There is a general thinking that filtered tables with SEEK is slow. This is not entirely true. It can be slow if the filter's seleticvity is high (many records are filtered out). If a SEEK command only has to scan about a few nodes further because the others where filtered out, you'll like not have any performance problems. OTOH, if the seek command has to attempt more than about 20 - 100 times before it finds a matching record you might be better of with a LOCATE which is fully optimizable.


>>However, if you table is less than let's say 100 records, your LOCATE will run the fastest without rushmore, so include the NOOPTIMIZE clause. The break even point, is depended on a number of factors, but a general rule of thumb I use is about 100 records.

>Doesn't this depend on whether the table is opened in shared more or exclusive, and whether other computers can modify it or not? When you have a cursor with less than 100 records and you LOCATE a record in this cursor several times, than Rushmore helps in my experience, because it has the entire index image in memory and can quickly build the bitmap.

You're reffering to the local buffers on the OS level. In general I don't think this matters. I've done some testing with a 100 records (or so) table, in which I run trough a loop a couple of thousand times
FOR nT = 1 TO 10000
    LOCATE FOR Field = Value    && Optimizable
ENDFOR

FOR nT = 1 TO 10000
    LOCATE FOR Field = Value  NOOP  && Not optimizable
ENDFOR
I remember that the second one was the winner by about 300%. My conclusion back then was that the overhead of rushmore was the cause of the difference. IOW rushmore pays with larger recordssets. I've got to admit that I didn't test this in exclusive mode or in a multiuser access, just single use shared access. Just try it, and I like to know what you've found.
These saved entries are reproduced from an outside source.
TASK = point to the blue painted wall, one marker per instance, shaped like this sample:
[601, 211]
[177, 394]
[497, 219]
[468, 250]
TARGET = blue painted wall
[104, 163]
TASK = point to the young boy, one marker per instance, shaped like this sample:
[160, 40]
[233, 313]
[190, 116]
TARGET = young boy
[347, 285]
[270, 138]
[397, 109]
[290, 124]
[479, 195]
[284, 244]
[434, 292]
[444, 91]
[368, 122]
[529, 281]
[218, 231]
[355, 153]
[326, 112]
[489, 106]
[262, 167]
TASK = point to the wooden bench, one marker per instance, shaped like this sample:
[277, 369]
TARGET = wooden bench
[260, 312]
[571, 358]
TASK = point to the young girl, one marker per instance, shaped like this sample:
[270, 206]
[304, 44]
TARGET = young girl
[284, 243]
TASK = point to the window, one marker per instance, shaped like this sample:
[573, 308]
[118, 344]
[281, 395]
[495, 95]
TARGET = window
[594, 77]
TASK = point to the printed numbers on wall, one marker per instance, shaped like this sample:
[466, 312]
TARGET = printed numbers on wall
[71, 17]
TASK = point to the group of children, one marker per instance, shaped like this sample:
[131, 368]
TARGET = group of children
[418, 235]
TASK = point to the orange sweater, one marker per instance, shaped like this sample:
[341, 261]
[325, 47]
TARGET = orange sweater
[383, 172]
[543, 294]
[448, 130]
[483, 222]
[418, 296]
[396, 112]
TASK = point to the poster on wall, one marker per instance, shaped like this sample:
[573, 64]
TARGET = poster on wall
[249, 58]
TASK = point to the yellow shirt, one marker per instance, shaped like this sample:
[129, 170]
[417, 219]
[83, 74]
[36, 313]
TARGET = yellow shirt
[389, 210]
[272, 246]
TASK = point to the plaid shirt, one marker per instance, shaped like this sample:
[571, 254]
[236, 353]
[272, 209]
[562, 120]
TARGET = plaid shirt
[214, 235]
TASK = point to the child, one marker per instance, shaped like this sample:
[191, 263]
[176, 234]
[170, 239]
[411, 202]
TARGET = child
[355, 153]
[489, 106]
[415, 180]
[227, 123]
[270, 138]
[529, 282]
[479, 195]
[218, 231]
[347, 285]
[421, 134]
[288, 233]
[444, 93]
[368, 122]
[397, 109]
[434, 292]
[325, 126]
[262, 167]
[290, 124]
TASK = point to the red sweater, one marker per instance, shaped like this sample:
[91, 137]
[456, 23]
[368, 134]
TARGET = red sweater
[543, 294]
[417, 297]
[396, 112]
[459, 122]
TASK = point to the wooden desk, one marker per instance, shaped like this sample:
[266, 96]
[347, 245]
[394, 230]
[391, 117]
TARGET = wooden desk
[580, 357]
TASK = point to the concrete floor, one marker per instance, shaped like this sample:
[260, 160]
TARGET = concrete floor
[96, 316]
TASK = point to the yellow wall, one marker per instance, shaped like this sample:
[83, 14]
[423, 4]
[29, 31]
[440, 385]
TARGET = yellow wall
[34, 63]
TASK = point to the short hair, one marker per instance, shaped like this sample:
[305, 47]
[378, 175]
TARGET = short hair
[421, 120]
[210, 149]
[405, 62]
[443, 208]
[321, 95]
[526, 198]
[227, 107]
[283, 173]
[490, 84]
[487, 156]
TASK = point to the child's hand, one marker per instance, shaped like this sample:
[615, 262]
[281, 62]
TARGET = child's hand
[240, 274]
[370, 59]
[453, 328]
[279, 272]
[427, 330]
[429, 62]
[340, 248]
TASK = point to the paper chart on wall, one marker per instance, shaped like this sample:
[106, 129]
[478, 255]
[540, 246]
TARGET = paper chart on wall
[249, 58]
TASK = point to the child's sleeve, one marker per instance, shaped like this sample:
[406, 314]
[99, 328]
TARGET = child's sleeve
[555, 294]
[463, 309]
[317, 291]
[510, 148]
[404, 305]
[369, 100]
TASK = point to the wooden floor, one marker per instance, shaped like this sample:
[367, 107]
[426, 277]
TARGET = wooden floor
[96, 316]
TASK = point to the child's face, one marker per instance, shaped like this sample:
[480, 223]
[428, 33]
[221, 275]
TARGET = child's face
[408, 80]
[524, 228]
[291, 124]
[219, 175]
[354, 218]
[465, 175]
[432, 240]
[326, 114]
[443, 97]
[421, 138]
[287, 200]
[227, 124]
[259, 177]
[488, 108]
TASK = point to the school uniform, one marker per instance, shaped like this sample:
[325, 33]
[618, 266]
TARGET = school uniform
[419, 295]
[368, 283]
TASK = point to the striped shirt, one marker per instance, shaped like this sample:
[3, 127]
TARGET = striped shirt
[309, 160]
Another matter is when the table is modified since the last time, you've accessed the table, because VFP has to reload the indexnodes from the actual table. In this case, the difference between the two approaches would be even more.

My personal opinion is that rushmore pays only when:
- Working with larger datasets and,
- in situations where you want to use more than 1 index to speed up performance (Especially in clauses where the OR operator is used).

In other situations you might be better off with either:
- disableling rushmore OR,
- SET the table ORDER, use a SEEK to find the first matching record and after that, use a WHILE clause to adress the rest of the records sequentially.